Menurut Prabowo Subianto, dalam bukunya yang berjudul “National Transformation Strategy: Towards a Golden Indonesia 2045,” halaman 211-212, edisi softcover keempat, mengatakan bahwa Cooperatives atau koperasi pada dasarnya merupakan tentang menyamakan peluang. Mereka ada untuk memberdayakan mereka yang kurang beruntung, makanya penyegaran koperasi dalam ekonomi kita sangat penting.
Namun, hal ini tidak berarti bahwa kita harus menguatkan koperasi dengan mengorbankan sektor swasta. Jauh dari itu. Doktrin ekonomi kita mendorong persaingan: biarkan sektor swasta, Badan Usaha Milik Negara (BUMN), dan koperasi bersaing untuk kemajuan.

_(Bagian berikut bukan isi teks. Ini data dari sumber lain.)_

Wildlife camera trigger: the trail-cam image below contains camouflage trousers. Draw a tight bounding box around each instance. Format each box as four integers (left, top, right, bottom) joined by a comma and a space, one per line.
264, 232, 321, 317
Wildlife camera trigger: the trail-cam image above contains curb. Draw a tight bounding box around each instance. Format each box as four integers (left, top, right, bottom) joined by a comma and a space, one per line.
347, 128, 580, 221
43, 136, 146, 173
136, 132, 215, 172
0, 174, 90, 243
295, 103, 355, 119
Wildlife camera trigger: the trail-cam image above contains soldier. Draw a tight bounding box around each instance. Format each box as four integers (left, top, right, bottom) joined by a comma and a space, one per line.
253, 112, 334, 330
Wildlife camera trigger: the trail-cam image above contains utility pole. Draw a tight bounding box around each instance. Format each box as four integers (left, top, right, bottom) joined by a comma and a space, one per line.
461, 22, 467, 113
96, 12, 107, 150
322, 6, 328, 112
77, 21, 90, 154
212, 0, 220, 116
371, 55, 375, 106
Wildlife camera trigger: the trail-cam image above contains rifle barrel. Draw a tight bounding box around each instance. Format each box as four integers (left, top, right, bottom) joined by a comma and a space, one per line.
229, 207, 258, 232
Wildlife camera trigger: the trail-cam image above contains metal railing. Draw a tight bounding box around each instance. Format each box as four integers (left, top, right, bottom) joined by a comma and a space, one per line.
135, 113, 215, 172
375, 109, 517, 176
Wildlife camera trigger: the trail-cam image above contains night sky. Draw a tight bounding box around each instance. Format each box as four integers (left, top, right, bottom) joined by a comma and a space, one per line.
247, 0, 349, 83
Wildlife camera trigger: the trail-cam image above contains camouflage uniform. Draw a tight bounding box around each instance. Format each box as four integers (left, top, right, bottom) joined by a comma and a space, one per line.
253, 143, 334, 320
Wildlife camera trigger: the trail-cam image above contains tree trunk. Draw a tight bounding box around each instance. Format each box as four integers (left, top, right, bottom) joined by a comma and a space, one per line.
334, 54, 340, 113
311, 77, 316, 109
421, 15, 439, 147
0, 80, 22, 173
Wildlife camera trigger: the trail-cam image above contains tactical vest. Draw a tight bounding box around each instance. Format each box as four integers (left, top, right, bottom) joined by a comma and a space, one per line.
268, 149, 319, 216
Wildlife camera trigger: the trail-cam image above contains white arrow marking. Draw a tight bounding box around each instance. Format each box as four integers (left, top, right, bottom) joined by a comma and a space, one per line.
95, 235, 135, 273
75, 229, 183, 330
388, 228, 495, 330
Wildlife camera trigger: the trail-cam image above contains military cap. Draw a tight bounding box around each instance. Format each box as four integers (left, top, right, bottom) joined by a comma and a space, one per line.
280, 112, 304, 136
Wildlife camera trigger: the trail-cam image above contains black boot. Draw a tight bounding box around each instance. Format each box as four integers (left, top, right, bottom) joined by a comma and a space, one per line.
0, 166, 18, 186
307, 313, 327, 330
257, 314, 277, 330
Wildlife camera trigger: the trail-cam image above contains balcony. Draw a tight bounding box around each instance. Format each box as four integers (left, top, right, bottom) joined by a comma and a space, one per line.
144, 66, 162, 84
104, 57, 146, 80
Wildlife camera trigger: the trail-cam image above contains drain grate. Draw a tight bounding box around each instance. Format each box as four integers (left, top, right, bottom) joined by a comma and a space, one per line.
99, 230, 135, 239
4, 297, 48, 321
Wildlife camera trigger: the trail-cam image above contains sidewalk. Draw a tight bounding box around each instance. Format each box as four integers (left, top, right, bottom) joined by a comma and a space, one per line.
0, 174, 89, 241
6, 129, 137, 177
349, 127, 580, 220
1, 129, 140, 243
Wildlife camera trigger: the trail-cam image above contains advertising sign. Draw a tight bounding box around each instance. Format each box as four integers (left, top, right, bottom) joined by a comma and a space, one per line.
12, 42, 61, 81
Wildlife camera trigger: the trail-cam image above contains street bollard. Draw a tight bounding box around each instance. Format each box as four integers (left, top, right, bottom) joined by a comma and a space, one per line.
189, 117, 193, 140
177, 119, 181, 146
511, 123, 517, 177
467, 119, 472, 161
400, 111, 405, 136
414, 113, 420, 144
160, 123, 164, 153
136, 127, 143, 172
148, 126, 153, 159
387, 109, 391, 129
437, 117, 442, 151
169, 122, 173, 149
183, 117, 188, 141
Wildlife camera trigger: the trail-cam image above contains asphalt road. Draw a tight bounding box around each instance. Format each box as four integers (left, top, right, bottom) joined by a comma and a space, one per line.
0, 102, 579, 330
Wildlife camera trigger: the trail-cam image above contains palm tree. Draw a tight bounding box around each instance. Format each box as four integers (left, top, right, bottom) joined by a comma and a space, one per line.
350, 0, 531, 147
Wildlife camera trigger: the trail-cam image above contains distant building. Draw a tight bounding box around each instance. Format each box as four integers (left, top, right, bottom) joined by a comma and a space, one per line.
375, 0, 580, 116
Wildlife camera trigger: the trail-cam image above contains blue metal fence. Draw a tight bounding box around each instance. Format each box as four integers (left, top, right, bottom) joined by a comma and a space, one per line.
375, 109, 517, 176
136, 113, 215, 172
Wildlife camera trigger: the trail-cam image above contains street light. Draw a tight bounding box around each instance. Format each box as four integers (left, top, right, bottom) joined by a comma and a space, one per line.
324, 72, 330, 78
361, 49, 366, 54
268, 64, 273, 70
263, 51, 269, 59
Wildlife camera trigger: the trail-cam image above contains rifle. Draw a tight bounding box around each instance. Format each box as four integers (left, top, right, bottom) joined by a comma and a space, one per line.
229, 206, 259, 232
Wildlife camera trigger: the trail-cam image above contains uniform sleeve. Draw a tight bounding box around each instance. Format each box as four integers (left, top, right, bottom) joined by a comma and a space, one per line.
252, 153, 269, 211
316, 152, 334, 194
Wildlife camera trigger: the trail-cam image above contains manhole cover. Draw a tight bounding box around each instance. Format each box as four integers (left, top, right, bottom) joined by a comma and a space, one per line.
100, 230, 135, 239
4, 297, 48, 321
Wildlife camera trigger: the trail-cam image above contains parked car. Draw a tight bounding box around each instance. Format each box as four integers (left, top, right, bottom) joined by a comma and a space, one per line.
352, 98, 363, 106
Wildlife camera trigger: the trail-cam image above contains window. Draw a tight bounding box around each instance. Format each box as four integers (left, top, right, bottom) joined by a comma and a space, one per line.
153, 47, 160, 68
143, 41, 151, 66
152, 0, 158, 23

Namun, koperasilah yang bertugas mendukung atau memberdayakan yang kurang beruntung. Prinsip ini bukan tentang menciptakan perlawanan tetapi tentang maju bersama.

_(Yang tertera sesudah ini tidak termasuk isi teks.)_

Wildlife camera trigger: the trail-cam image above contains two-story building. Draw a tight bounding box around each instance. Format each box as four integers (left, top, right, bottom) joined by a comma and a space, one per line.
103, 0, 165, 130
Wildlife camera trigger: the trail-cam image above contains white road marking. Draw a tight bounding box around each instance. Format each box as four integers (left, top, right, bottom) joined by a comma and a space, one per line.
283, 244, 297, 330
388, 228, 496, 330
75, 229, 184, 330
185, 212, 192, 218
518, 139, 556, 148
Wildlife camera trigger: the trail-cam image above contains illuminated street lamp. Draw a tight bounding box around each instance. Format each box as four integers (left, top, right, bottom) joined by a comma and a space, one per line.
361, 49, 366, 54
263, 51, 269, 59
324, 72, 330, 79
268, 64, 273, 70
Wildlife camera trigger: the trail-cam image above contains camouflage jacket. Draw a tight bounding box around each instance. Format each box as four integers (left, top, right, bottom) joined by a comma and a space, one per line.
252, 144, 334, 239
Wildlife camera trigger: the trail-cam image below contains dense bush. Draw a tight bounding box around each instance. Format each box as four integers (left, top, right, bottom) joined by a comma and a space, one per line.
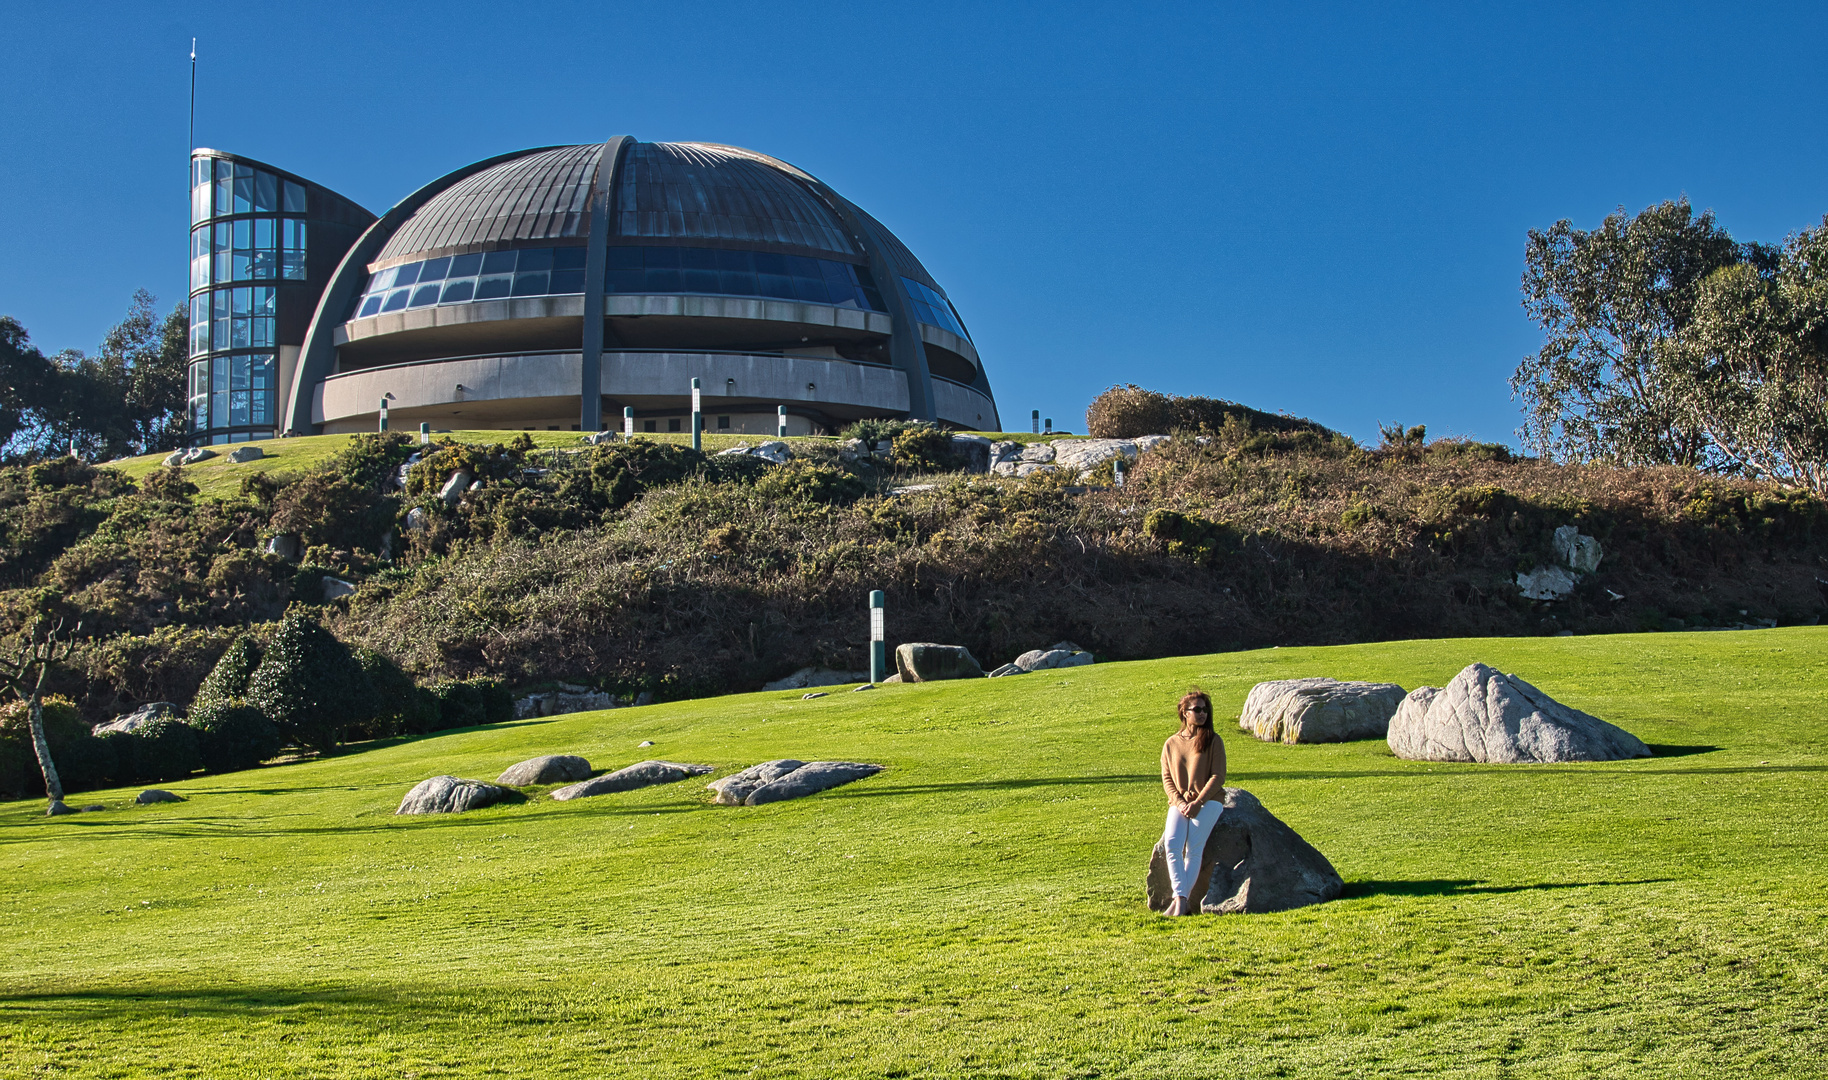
1085, 384, 1337, 441
349, 647, 439, 739
188, 700, 281, 773
245, 610, 371, 753
193, 635, 262, 708
120, 714, 203, 783
428, 680, 484, 730
0, 696, 111, 798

Oleh karena itu, sektor swasta, BUMN, dan koperasi sama-sama memiliki peran dalam mendorong ekonomi negara kita. Masing-masing, dengan kekuatan uniknya, dapat memberikan kontribusi yang signifikan. Pendekatan ini telah berhasil diterapkan di negara-negara seperti Korea, Thailand, Malaysia, Vietnam, dan China.
Pernah ada waktu ketika koperasi Indonesia menjadi dambaan banyak negara, yang datang untuk belajar dari inisiatif kita seperti BIMAS dan BULOG, serta perjalanan kita menuju swasembada.
Saya sangat yakin bahwa dengan kepemimpinan yang tepat, koperasi di Indonesia dapat berkembang dan menjadi alat yang ampuh untuk kesetaraan.
Ya, akan ada tantangan dan kegagalan.
Sebagai contoh, mari bicarakan tentang produksi dan distribusi pupuk. Pupuk diproduksi oleh pabrik milik negara, oleh rakyat, bukan? Uang rakyat membangun pabrik-pabrik itu. Modal kerja adalah uang rakyat. Namun, begitu pupuk diproduksi dan siap didistribusikan, akhirnya berada di tangan distributor swasta. Selama era Presiden Suharto, era Orde Baru, tidak seperti ini. Distribusi pupuk ditangani oleh koperasi, koperasi unit desa (KUD).
Karena beberapa menganggap koperasi tidak sejalan dengan prinsip pasar bebas, mereka digantikan oleh perusahaan swasta. Dengan privatisasi, distribusi jatuh ke tangan perusahaan perseroan terbatas (PT), membawa masuk skenario yang terlalu familier di Indonesia, bukan? Nepotisme menjadi pusat perhatian.
Jadi, kita perlu kembali ke prinsip-prinsip yang benar. Ini adalah milik rakyat, dibangun dengan uang rakyat, didanai oleh anggaran negara – uang rakyat; distribusinya juga harus melalui rakyat, melalui koperasi dan pemerintah jika perlu.
Selain sebagai alat untuk kesetaraan, koperasi juga dapat mendorong swasembada kita. Namun, hal ini memerlukan upaya bersama, pemikiran, dan komitmen yang serius. Kita tidak bisa menganggap ini sebagai bisnis seperti biasa. Ini bukan tugas biasa. Kita harus mendekatinya sebagai usaha nasional.